(Londres) La Banque d’Angleterre (BoE) a mis en avant jeudi des craintes accrues d’un Brexit sans accord au Royaume-Uni au moment où l’activité économique stagne, ce qui l’a poussée à maintenir ses taux.

« La probabilité d’un Brexit sans accord a augmenté » dans l’esprit des acteurs économiques, ont jugé les membres du Comité de politique monétaire (MPC) de la BoE, selon le compte-rendu de leur réunion publié jeudi.

L’institution a opté à l’unanimité pour un maintien du taux directeur à 0,75 % et la poursuite du programme de rachat d’actifs.

Après une solide croissance au premier trimestre (+0,5 %), la BoE s’attend dorénavant à une croissance nulle au deuxième trimestre, alors qu’elle tablait encore sur +0,2 % en mai.

Cette prévision rejoint plusieurs indicateurs récents qui témoignent d’un essoufflement de l’activité depuis avril.

Les membres du MPC estiment que « la constitution de stocks de certaines entreprises au Royaume-Uni et dans l’Union européenne en amont de la date limite concernant le Brexit ont […] dopé la croissance du premier trimestre ». Un effet temporaire qui devrait entraîner une croissance moindre dans le futur, le temps d’écouler les stocks constitués.

« Les données économiques moroses ont joué un rôle dans le revirement plus prudent du MPC, mais il y a aussi des signes que le Comité s’inquiète de plus en plus de la possibilité d’un Brexit sans accord », a souligné Thomas Pugh, analyste pour Capital Economics.

Initialement prévu le 29 mars, le Brexit a été repoussé du fait de l’impasse politique sur ce sujet au Royaume-Uni. Il est prévu désormais pour le 31 octobre.

Trois quarts des entreprises britanniques jugent que le report du Brexit ne change rien à l’incertitude, d’après une enquête de la BoE. « Environ un dixième des répondants a jugé que l’incertitude avait augmenté, surpassant la part de ceux qui pensent que l’incertitude a diminué », ont souligné les responsables de la Banque.
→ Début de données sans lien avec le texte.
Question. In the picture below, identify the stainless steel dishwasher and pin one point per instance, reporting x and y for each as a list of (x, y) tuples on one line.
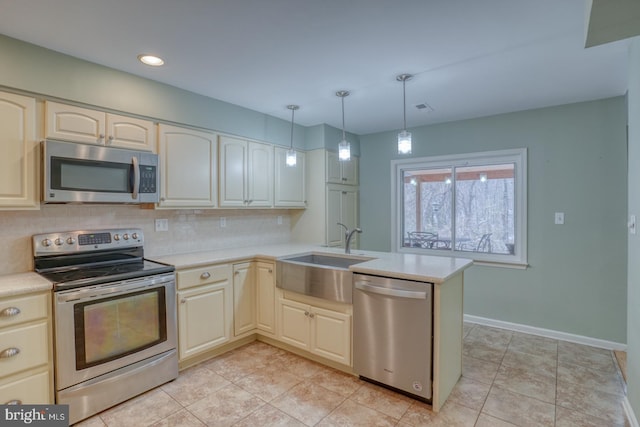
[(393, 333)]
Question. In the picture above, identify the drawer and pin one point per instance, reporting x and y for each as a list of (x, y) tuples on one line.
[(203, 275), (32, 389), (32, 343), (23, 309)]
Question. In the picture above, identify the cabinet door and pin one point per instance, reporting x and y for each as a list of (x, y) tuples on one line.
[(265, 292), (188, 166), (233, 172), (294, 324), (244, 298), (71, 123), (204, 318), (331, 335), (290, 182), (18, 162), (260, 175), (131, 133)]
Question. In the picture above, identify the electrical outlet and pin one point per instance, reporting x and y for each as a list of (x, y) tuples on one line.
[(162, 225)]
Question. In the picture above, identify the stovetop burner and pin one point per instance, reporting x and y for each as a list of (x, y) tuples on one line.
[(89, 258)]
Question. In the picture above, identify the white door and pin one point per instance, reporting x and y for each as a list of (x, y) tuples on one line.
[(188, 165), (19, 148)]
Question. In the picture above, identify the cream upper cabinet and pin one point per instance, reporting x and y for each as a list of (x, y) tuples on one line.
[(18, 162), (342, 207), (188, 167), (341, 172), (290, 181), (246, 173), (72, 123), (244, 298)]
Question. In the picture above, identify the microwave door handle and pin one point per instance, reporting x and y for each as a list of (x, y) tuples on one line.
[(136, 178)]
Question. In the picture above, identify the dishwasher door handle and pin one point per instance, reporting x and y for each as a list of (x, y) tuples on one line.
[(401, 293)]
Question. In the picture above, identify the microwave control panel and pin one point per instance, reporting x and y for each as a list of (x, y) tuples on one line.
[(148, 179)]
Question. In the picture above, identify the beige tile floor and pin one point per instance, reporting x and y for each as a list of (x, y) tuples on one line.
[(509, 379)]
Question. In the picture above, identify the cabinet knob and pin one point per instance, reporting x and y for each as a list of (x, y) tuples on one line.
[(10, 312), (10, 352)]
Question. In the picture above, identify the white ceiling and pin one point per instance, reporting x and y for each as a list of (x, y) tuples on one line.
[(470, 58)]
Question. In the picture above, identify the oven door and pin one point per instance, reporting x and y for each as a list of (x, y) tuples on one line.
[(104, 327)]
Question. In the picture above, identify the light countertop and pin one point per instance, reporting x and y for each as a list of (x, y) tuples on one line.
[(423, 268), (23, 283), (404, 266)]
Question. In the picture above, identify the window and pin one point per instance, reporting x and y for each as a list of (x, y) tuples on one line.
[(471, 205)]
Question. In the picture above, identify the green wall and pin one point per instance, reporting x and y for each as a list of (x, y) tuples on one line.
[(633, 298), (577, 280), (44, 72)]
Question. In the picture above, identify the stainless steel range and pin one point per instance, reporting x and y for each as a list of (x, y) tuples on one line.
[(115, 317)]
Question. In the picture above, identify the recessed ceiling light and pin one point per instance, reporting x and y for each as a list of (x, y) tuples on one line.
[(154, 61)]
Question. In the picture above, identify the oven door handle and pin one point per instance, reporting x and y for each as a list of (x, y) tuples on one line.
[(136, 178)]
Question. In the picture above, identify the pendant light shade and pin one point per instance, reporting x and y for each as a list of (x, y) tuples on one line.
[(344, 148), (291, 157), (404, 137)]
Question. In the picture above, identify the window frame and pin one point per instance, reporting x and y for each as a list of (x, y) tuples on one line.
[(516, 156)]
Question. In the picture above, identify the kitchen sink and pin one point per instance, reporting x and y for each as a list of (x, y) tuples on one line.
[(319, 275)]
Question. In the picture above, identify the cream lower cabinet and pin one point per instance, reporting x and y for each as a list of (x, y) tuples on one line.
[(321, 331), (244, 298), (26, 354), (205, 309), (188, 167), (19, 148), (254, 297), (265, 297)]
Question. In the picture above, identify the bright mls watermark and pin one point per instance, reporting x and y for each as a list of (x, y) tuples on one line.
[(34, 415)]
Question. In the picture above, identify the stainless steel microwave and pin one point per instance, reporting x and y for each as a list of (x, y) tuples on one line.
[(82, 173)]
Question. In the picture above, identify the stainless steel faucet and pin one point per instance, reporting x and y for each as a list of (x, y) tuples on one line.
[(348, 234)]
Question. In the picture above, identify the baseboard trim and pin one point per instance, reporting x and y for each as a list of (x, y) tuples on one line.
[(549, 333), (631, 416)]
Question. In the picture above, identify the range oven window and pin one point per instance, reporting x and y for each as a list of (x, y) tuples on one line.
[(85, 175), (115, 327)]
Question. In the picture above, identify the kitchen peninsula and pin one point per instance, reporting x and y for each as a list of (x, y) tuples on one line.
[(235, 289)]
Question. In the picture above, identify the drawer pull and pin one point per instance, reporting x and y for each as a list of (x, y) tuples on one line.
[(10, 312), (10, 352)]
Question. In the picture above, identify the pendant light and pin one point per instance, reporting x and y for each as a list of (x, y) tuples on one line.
[(344, 148), (404, 137), (291, 158)]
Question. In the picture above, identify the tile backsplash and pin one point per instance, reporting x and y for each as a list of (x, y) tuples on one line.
[(189, 230)]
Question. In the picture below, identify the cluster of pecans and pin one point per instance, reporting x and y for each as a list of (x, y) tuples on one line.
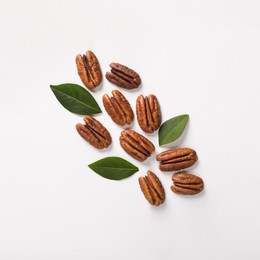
[(136, 145)]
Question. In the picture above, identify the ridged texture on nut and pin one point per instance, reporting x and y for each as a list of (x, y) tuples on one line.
[(123, 76), (176, 159), (186, 183), (152, 189), (148, 113), (136, 145), (94, 132), (89, 70), (118, 108)]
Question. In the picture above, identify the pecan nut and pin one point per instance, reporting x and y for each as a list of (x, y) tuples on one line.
[(148, 113), (94, 132), (123, 76), (152, 189), (136, 145), (89, 69), (176, 159), (186, 183), (118, 108)]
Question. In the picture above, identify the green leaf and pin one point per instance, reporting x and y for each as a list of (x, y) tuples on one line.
[(172, 129), (113, 168), (76, 99)]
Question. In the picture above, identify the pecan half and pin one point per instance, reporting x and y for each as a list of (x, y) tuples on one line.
[(152, 189), (94, 132), (186, 183), (118, 108), (148, 113), (136, 145), (89, 70), (123, 76), (176, 159)]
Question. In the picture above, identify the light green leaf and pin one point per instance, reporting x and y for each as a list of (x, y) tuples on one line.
[(172, 129), (76, 99), (113, 168)]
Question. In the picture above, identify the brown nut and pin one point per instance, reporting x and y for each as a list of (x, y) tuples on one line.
[(94, 132), (123, 76), (118, 108), (89, 70), (186, 183), (136, 145), (152, 189), (148, 113), (176, 159)]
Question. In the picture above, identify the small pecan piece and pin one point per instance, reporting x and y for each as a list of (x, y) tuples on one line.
[(136, 145), (89, 70), (148, 113), (94, 132), (186, 183), (152, 189), (176, 159), (118, 108), (123, 76)]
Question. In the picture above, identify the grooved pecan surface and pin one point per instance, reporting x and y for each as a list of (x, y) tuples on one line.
[(148, 113), (176, 159), (94, 132), (89, 69), (136, 145), (118, 108), (186, 183), (152, 189), (123, 76)]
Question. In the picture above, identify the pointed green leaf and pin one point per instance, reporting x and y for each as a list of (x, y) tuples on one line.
[(113, 168), (172, 129), (76, 99)]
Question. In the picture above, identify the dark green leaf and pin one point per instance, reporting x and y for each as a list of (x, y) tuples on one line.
[(113, 168), (172, 129), (76, 99)]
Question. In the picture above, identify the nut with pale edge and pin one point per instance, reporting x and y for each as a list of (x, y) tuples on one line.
[(186, 183), (136, 145), (94, 132), (89, 69), (176, 159), (123, 76), (148, 113), (152, 189), (118, 108)]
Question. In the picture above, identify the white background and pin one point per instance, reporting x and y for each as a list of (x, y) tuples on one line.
[(198, 57)]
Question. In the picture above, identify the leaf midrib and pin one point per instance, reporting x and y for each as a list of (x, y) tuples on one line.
[(75, 99), (173, 129), (113, 168)]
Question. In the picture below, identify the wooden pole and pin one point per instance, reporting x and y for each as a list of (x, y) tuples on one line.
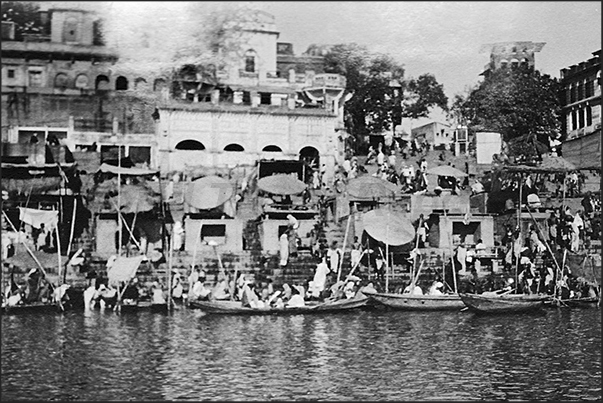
[(197, 239), (451, 253), (119, 230), (345, 240), (24, 244), (519, 228), (169, 274), (71, 233)]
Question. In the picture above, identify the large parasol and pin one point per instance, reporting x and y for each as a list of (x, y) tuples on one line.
[(388, 227), (370, 187), (281, 185), (446, 170), (208, 192)]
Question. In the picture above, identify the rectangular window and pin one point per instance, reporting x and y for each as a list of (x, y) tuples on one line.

Depuis la précédente réunion, le contexte politique a radicalement changé. Theresa May a démissionné de son poste de premier ministre, ouvrant peut-être la voie à Boris Johnson, un fervent supporter de la sortie du Royaume-Uni de l’Union européenne, ce qui ravive le spectre d’un Brexit sans accord.

Tensions commerciales

La BoE s’est également inquiétée des tensions commerciales croissantes. Evoquant l’augmentation des taxes américaines sur les produits chinois importés, la menace de droits de douane croissants à l’encontre du Mexique et le délai de 180 jours accordé à l’Union européenne avant la mise en place de taxes sur les véhicules, le MPC a jugé que « les conséquences indirectes, sur la situation financière et sur la confiance, pouvaient être importantes pour l’offre aussi bien que pour la demande ».

Le ton adopté contraste avec celui de la réunion de mai, lorsque les responsables de la BoE avaient relevé leurs prévisions de croissance pour 2019 et 2020, prenant acte de la bonne santé de l’économie du Royaume-Uni et de la résilience de l’économie mondiale.
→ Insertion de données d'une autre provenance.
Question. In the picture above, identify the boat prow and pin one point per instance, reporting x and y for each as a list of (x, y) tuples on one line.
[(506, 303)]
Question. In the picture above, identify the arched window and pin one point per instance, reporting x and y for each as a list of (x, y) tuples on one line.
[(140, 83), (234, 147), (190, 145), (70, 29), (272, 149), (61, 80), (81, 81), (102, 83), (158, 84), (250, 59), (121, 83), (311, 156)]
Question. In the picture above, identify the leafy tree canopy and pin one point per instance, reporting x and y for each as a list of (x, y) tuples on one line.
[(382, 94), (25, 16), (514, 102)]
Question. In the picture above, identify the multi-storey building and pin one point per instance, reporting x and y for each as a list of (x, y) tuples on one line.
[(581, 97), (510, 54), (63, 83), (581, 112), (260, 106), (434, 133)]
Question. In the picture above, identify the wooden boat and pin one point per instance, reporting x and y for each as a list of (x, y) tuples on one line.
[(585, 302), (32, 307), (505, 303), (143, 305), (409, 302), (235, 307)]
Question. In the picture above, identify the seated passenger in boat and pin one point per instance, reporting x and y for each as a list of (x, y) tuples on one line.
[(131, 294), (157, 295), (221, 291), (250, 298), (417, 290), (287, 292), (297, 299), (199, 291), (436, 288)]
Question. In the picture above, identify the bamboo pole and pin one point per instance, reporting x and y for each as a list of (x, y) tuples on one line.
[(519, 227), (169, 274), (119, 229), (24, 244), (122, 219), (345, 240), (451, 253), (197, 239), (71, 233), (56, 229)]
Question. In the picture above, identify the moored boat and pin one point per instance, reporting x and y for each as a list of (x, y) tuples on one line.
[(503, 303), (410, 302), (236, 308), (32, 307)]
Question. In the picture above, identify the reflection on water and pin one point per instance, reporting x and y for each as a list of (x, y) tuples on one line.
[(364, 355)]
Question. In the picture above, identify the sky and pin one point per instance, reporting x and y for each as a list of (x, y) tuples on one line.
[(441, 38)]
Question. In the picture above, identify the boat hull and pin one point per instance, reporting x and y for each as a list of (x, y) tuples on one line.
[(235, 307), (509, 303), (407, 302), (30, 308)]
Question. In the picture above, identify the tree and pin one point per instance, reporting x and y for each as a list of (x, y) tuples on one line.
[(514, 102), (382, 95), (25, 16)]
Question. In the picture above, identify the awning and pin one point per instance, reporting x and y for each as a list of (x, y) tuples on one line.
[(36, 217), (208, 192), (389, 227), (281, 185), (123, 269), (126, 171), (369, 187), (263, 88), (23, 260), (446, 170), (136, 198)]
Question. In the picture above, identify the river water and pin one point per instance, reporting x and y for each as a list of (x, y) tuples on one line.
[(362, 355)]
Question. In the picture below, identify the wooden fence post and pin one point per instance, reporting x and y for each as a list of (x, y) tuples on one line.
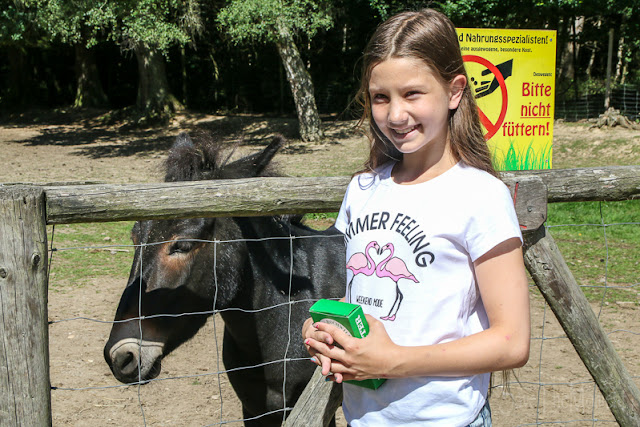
[(25, 398), (317, 404), (561, 291)]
L’institution avait alors relevé de 0,3 point sa prévision de croissance pour 2019, à 1,5 %, et de 0,1 point sa prévision pour 2020, à 1,6 %.

« Les signes de stabilisation de la croissance mondiale, que le Comité avait notés lors de sa précédente réunion, sont apparus un peu moins clairs ces dernières semaines », ont commenté les responsables.

La BoE est certes moins optimiste, mais continue de vouloir remonter à terme progressivement et en douceur ses taux, pour peu que ses prévisions économiques se confirment et que le pays opte pour un Brexit doux.

Cette position tranche avec le discours de la Réserve fédérale américaine (Fed) et de la Banque centrale européenne (BoE), qui se tiennent prêtes à de nouvelles mesures de soutien face au ralentissement économique.

Vers 8h45, la livre sterling restait en hausse face au dollar, mais effaçait une partie de ses gains accumulés en début de séance. Elle baissait face à l’euro.